以下は武蔵野日赤の長澤先生の論文からの引用ですが
過去3年間、世界的なCOVID-19の大流行により、前例のない感染対策(non-pharmaceutical interventions: NPIs)が行われ、他の多くの小児感染症の疫学に影響を与えました。多くのウイルスや細菌への曝露が長期にわたって減少した結果、様々な市中獲得病原体に対する免疫刺激が不足し、これらの病原体に対する「ナイーブ」集団が拡大し、集団免疫が低下して、子どもたちがこれらの感染症にかかりやすくなることが予想されました。このような背景を踏まえて、「免疫負債(immune debt)」という概念が提唱されました(Infect Dis Now. 2021;51(5):418–423)。
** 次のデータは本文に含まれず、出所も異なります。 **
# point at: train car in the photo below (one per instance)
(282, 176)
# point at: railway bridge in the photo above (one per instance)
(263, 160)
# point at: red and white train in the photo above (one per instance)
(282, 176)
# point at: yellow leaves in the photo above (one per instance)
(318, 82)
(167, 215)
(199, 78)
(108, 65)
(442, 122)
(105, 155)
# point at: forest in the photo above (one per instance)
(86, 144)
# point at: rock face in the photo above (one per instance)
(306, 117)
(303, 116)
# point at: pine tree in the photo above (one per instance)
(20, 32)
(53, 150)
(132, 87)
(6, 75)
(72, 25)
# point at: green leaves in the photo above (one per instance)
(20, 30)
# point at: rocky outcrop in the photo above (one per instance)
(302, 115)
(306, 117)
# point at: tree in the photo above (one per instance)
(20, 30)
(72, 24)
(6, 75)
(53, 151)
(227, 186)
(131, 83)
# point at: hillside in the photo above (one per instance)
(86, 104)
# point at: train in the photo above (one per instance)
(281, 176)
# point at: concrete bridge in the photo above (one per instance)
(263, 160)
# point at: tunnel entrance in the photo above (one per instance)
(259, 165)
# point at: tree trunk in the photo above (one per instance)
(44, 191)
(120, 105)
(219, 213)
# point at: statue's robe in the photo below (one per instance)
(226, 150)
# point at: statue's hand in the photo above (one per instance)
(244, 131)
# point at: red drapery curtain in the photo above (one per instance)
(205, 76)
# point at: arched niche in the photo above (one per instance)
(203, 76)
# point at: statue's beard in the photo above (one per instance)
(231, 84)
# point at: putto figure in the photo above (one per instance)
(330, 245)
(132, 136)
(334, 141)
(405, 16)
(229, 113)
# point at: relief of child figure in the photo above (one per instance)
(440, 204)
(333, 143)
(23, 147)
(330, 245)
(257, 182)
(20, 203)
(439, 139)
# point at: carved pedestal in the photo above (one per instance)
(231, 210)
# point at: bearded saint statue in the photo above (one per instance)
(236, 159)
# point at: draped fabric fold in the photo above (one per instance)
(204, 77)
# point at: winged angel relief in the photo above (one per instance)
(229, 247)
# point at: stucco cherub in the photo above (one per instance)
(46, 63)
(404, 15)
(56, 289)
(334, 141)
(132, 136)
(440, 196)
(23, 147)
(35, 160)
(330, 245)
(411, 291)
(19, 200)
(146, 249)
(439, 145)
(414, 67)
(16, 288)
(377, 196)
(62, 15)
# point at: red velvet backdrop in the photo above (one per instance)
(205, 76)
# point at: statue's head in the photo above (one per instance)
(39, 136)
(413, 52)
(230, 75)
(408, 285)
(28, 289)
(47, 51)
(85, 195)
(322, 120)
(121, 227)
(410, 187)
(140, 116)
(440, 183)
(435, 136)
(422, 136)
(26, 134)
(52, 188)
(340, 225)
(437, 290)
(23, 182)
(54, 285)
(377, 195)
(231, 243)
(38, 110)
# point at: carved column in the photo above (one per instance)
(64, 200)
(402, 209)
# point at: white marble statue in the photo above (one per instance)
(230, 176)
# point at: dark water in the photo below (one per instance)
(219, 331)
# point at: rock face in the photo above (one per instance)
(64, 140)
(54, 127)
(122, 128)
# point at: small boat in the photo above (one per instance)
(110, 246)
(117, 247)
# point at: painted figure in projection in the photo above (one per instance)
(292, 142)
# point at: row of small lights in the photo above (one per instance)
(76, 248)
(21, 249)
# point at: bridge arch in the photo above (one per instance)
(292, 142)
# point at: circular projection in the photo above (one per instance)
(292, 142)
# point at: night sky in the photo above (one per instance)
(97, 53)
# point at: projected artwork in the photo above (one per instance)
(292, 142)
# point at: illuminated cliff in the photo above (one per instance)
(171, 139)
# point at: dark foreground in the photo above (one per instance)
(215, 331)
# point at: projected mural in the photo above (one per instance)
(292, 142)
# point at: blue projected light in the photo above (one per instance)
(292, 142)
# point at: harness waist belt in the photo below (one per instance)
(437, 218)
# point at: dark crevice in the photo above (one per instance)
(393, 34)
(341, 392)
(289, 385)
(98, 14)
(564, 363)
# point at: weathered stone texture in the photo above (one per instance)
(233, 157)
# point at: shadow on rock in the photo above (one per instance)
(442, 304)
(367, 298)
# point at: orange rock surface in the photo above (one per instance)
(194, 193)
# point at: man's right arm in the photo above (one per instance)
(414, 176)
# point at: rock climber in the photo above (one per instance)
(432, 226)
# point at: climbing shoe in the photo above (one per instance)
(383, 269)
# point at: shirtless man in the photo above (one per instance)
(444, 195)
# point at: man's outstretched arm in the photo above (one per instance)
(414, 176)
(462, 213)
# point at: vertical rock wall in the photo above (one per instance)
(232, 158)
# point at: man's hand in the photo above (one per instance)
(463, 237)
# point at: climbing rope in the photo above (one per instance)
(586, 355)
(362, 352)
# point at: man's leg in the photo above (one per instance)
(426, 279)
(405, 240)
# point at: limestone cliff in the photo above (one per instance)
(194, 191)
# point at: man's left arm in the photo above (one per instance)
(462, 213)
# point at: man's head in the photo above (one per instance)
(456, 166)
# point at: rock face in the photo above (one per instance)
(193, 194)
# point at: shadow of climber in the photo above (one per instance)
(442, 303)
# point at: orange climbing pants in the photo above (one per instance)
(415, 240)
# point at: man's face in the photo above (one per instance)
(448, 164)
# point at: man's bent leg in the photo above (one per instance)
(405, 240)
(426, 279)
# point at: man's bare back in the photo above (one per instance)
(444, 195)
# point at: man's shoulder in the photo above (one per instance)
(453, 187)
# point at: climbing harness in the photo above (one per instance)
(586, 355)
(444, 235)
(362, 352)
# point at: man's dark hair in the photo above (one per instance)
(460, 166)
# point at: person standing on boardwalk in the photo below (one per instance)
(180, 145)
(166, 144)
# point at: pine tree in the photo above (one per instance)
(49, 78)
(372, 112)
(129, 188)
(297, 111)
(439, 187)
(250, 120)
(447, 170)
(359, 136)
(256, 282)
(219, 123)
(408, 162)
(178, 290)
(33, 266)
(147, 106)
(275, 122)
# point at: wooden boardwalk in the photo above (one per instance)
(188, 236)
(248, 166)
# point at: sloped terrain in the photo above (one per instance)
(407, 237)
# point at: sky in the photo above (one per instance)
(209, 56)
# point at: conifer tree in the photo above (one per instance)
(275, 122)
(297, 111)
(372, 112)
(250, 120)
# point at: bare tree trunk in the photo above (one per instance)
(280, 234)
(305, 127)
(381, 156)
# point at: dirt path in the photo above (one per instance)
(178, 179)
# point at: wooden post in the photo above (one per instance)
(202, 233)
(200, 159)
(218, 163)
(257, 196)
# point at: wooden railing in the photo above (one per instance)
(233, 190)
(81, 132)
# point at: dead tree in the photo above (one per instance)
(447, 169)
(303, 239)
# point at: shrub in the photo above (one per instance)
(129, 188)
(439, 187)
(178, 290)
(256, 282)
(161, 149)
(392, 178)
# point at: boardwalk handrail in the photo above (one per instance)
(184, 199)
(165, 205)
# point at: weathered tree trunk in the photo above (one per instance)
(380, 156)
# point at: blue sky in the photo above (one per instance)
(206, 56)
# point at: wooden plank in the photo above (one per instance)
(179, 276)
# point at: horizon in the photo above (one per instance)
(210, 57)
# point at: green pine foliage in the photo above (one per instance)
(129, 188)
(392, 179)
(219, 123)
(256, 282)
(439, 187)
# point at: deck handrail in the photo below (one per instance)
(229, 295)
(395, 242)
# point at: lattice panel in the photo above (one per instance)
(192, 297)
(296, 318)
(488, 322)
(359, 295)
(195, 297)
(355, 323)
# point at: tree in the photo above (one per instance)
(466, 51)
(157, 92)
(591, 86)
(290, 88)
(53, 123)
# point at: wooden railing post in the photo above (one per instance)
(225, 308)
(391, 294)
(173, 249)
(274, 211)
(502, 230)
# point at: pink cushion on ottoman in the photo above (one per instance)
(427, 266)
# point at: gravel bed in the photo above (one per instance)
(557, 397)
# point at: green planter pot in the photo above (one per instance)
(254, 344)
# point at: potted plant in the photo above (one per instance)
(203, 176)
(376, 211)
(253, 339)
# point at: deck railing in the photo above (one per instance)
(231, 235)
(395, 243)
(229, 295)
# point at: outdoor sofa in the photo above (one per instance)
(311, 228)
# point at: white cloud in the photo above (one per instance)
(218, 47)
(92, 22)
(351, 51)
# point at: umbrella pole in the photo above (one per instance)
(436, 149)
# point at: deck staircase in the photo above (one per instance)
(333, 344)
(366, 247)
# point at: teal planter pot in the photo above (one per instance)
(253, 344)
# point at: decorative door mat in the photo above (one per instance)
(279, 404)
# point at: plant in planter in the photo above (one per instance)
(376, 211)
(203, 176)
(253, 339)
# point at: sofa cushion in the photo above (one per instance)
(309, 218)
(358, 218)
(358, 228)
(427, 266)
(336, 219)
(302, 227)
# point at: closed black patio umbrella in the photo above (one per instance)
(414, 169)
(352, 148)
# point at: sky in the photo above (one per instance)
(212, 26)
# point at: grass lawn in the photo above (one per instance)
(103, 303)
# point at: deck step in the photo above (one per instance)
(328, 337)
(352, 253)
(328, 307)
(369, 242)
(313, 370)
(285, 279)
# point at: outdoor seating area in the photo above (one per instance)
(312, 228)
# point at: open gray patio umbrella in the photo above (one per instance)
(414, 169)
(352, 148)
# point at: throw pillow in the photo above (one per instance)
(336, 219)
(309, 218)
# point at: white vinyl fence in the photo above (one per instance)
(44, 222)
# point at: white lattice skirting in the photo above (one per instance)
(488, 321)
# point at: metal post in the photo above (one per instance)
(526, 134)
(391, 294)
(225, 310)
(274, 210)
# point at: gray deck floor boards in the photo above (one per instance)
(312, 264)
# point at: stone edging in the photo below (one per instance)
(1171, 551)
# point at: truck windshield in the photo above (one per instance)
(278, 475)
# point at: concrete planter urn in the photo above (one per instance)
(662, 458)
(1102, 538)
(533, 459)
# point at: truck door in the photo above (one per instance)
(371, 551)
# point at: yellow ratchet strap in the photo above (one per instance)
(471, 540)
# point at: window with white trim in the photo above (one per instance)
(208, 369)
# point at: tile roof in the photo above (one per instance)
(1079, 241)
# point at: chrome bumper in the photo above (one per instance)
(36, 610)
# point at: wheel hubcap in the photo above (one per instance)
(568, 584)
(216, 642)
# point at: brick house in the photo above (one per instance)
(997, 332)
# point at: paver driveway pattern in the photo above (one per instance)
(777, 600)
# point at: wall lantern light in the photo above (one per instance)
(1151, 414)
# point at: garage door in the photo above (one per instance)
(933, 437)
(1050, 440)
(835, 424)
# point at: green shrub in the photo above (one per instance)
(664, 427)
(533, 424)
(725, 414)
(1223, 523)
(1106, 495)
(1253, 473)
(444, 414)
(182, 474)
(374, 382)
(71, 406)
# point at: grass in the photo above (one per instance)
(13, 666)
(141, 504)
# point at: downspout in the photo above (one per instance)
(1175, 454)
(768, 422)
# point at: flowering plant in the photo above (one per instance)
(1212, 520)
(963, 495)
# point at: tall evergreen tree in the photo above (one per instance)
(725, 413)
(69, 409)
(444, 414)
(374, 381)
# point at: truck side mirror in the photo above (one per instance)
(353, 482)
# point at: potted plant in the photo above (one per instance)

簡単に言えば、NPIsによる感染対策バリアーが解除された後、重症度の異なる多くの感染症が疫学的にリバウンドし、1年を通して予測不可能な流行が起こることを懸念したものです。世界的に上記を支持する疫学的報告が多数され、多くの研究者が、「免疫ギャップ(immunity gap)」とも呼ばれる「免疫負債」の概念に同意する論文が発表されています。一方、この概念が一部誤解され、ソーシャルメディアやネットワーク上で多くの論争や極論が起こり、議論を呼んでいることもあります。
今まではまれに数年1例程度しか見られなかった感染症や、いろいろな感染症が同時に流行するという異常な状態が現状です。大人をふくめた感染症の診断には経験を積み重ねている小児科専門医の役割が重要になっています。